Core Principle: Optimize Swift code by understanding language-level performance characteristics—value semantics, ARC behavior, generic specialization, and memory layout—to write fast, efficient code without premature micro-optimization.
Swift Version: Swift 6.0+ (Swift 6.2 for @concurrent)
Xcode: 16+
Platforms: iOS 18+, macOS 15+
Related Skills:
performance-profiling — Use Instruments to measure (do this first!)swiftui-performance — SwiftUI-specific optimizationsbuild-performance — Compilation speedswift-concurrency — Correctness-focused concurrency patternsperformance-profiling first to measureswiftui-performance skill insteadbuild-performance skill insteadPerformance issue identified?
│
├─ Profiler shows excessive copying?
│ └─ → Part 1: Noncopyable Types
│ └─ → Part 2: Copy-on-Write
│
├─ Retain/release overhead in Time Profiler?

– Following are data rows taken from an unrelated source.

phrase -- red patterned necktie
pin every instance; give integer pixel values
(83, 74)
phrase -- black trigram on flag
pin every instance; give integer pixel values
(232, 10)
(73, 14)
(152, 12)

│ └─ → Part 4: ARC Optimization
│
├─ Generic code in hot path?
│ └─ → Part 5: Generics & Specialization
│
├─ Collection operations slow?
│ └─ → Part 7: Collection Performance
│
├─ Async/await overhead visible?
│ └─ → Part 8: Concurrency Performance
│
├─ Struct vs class decision?
│ └─ → Part 3: Value vs Reference
│
└─ Memory layout concerns?
└─ → Part 9: Memory Layout
Swift 6.0+ introduces noncopyable types for performance-critical scenarios where you want to avoid implicit copies.
// Noncopyable type
struct FileHandle: ~Copyable {
private let fd: Int32
init(path: String) throws {
self.fd = open(path, O_RDONLY)
guard fd != -1 else { throw FileError.openFailed }
}
deinit {
close(fd)
}
// Must explicitly consume
consuming func close() {
_ = consume self
}
}
// Usage
func processFile() throws {
let handle = try FileHandle(path: "/data.txt")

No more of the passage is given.